Abstract Number: S-01
Abstract Type: Case Report/Case Series
A 30-year-old G1P0 with epidermolytic hyperkeratosis (EHK) at 38 weeks gestation was admitted and induced with oxytocin in the anticipation of spontaneous vaginal delivery after premature rupture of membranes. She had significant epidermal dehiscence with generalized scaling. Intravenous catheter placement was difficult due to the thickness of her skin and inability to visualize the veins and required non-adhesive gauze for securing. A decision was made to perform an emergent cesarean delivery due to non-reassuring fetal heart tones. In operating room, the EKG leads were selectively placed in areas with the least wound dehiscence and the blood pressure cuff and pulse oximetry were placed without any difficulty or damage to the skin. Routine spinal anesthesia was performed after skin preparation with povidone-iodine and local infiltration with lidocaine and an appropriate level was obtained. The surgical field was prepared with chlorhexidine and cesarean delivery was completed without maternal complications. The male newborn required an emergency dermatology consultation due to evidence of the same skin condition and required immediate treatment with antibiotics and moisturizer to reduce the chance of infection.

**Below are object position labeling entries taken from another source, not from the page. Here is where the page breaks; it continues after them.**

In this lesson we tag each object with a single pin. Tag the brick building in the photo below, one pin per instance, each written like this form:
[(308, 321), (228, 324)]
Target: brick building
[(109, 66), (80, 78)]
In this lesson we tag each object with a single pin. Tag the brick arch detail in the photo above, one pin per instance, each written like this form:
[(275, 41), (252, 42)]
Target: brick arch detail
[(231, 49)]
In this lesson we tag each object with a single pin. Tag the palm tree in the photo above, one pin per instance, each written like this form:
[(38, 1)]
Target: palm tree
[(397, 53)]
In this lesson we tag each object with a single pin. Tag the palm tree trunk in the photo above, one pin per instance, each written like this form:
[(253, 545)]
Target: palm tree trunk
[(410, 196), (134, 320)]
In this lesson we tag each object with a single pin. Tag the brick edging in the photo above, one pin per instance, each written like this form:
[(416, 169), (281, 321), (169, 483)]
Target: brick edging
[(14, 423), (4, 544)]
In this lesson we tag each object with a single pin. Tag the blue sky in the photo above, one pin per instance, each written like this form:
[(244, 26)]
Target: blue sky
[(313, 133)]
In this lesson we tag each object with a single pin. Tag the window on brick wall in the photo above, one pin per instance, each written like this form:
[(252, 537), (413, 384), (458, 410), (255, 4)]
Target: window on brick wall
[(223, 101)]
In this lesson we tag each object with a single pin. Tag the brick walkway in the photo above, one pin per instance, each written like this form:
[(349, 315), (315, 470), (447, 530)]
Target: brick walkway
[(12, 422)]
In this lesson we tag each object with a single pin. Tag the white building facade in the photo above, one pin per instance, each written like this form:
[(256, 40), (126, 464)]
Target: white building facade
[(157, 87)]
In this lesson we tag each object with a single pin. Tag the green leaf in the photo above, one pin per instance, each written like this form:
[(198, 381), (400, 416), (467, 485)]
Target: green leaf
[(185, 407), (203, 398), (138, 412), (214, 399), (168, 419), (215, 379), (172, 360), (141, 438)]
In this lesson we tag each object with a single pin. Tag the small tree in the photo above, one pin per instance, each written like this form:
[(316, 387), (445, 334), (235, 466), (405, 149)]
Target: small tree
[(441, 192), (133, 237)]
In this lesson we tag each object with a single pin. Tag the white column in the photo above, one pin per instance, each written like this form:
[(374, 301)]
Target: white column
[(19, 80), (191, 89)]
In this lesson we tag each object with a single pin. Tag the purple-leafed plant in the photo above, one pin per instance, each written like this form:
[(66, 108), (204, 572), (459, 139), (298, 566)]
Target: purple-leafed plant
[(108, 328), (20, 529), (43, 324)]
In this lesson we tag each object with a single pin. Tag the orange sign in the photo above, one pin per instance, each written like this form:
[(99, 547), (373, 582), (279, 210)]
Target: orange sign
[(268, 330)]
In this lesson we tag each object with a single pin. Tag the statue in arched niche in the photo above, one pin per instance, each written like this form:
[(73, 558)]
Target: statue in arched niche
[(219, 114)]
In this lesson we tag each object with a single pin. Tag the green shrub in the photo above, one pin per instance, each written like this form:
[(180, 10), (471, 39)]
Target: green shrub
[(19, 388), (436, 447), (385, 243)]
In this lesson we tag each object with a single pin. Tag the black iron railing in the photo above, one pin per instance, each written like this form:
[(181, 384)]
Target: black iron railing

The patient was monitored closely for wound healing. She was discharged home on the third post-operative day but returned two days later with complaints of fever up to 40 degrees Celsius and purulent drainage from the incision. Spinal anesthesia was performed in the same fashion for wound exploration. A massive wound infection was identified and general anesthesia with endotracheal intubation was performed upon the decision to remove the infected uterus. The wound healed well after the hysterectomy and she was discharged on post-operative day eight.
EHK is a rare autosomal dominant disorder of keratinization (1). EHK usually presents with generalized erythema, blisters, and erosions, which could become sources of infection. Patients later develop hyperkeratotic scaling (2,3). Anesthesia challenges include the difficulty to find and secure intravenous catheters, as well as, the decision of whether or not to proceed with regional anesthesia due to the fact that patients with this disease are prone to delayed wound healing and infection. Ultimately, in this case there were no complications regarding the spinal anesthesia most likely due to the meticulous antiseptic technique completed during each placement. However, the risks of general versus regional anesthesia in a patient with EHK must be weighed carefully on an individual basis.
1.Arin MJ et al. Expanding the keratin mutation database: novel and recurrent mutations and genotype-phenotype correlations in 28 patients with epidermolytic ichthyosis. Br J Dermatol. 2011. 164:442.
2.Kwak J et al. Epidermolytic hyperkeratosis. Dermatology Online Journal. 2006. 12(5):6.
3.DiGiovanna JJ et al. Epidermolytic hyperkeratosis: applied molecular genetics. J Invest Dermatol. 1994; 102: 390.